Foire & Salon

Les foires promoteurs ou fossoyeurs des galeries ?

Par Martine Robert · L'ŒIL

Le 22 mai 2018 - 856 mots

Les galeries se vident alors que les collectionneurs se ruent sur les foires, dont Art Basel ce mois-ci. Une équation devenue de plus en plus complexe pour les marchands.

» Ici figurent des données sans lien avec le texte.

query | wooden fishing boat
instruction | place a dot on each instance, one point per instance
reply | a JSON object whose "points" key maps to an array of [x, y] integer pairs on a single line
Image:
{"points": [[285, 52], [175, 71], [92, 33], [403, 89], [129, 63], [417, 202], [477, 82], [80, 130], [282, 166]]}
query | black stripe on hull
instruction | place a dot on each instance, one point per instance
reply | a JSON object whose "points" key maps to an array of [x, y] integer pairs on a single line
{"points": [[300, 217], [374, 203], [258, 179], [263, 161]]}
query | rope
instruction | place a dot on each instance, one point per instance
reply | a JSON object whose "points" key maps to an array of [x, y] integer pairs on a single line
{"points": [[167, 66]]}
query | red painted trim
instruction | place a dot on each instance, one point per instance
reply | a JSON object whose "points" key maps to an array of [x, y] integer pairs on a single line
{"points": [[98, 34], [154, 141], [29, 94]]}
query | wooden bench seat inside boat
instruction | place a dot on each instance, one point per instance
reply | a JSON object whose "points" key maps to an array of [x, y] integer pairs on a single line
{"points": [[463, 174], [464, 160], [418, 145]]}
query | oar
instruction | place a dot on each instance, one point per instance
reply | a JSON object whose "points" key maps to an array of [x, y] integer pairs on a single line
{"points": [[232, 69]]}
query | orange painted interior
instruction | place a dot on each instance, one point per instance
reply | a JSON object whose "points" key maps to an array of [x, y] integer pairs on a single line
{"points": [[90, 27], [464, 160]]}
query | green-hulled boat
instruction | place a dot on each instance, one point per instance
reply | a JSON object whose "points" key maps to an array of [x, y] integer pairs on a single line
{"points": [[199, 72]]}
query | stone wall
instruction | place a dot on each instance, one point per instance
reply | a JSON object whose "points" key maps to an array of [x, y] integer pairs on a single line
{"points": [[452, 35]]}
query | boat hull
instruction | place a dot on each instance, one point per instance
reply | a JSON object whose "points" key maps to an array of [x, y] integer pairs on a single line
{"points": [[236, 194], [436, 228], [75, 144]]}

Le dernier rapport de l’économiste Clare McAndrew pour Art Basel et UBS sur le marché mondial de l’art souligne qu’en 2017 les fermetures de galeries l’ont emporté sur les ouvertures. On y apprend aussi que galeries et antiquaires ont réalisé 46 % de leur chiffre d’affaires dans les foires, un montant jamais atteint, en hausse de 17 % par rapport à 2016. Et que les frais inhérents à ces salons ont grimpé de 15 %. Ces données soulignent l’équation de plus en plus complexe que doivent résoudre les marchands d’art. Participer à une foire semble être devenu, pour nombre d’entre eux, une question de survie, car leur espace permanent se désertifie. Au point que certaines foires en prennent acte : pour la première fois, Frieze New York accepte les galeries nomades, sans lieu fixe. Et la Tefaf a nommé à la tête de la section antiquités le marchand Christophe de Quénetain, qui possède des bureaux à Londres et à Paris, mais pas de boutique.

Galeries nomades ou pas ?

Pour Aline Vidal, pionnière de l’itinérance depuis plusieurs années déjà, l’heure est grave. « Les foires mettent en péril les galeries, embarquées dans une descente aux enfers. Moi, j’ai changé ma façon de travailler parce que j’avais envie de retrouver du sens à ce que je faisais. Je n’ai pas étudié l’histoire de l’art pour me contenter de faire du commerce », explique-t-elle. La galeriste vient d’organiser une exposition sur l’île Saint-Louis, présentant douze artistes dans autant de lieux, parfois inattendus : fromagerie, librairie, cabinet d’avocat, église… « Cela m’a coûté aussi cher que de participer à une foire parce que j’ai produit beaucoup d’œuvres et que la logistique d’une telle opération est considérable. Mais je suis dans mon rôle en surprenant les collectionneurs, en allant à la rencontre de nouveaux amateurs, en permettant aux artistes de partager autrement leur travail », poursuit Aline Vidal. Seuls les solo shows organisés dans les foires trouvent grâce à ses yeux.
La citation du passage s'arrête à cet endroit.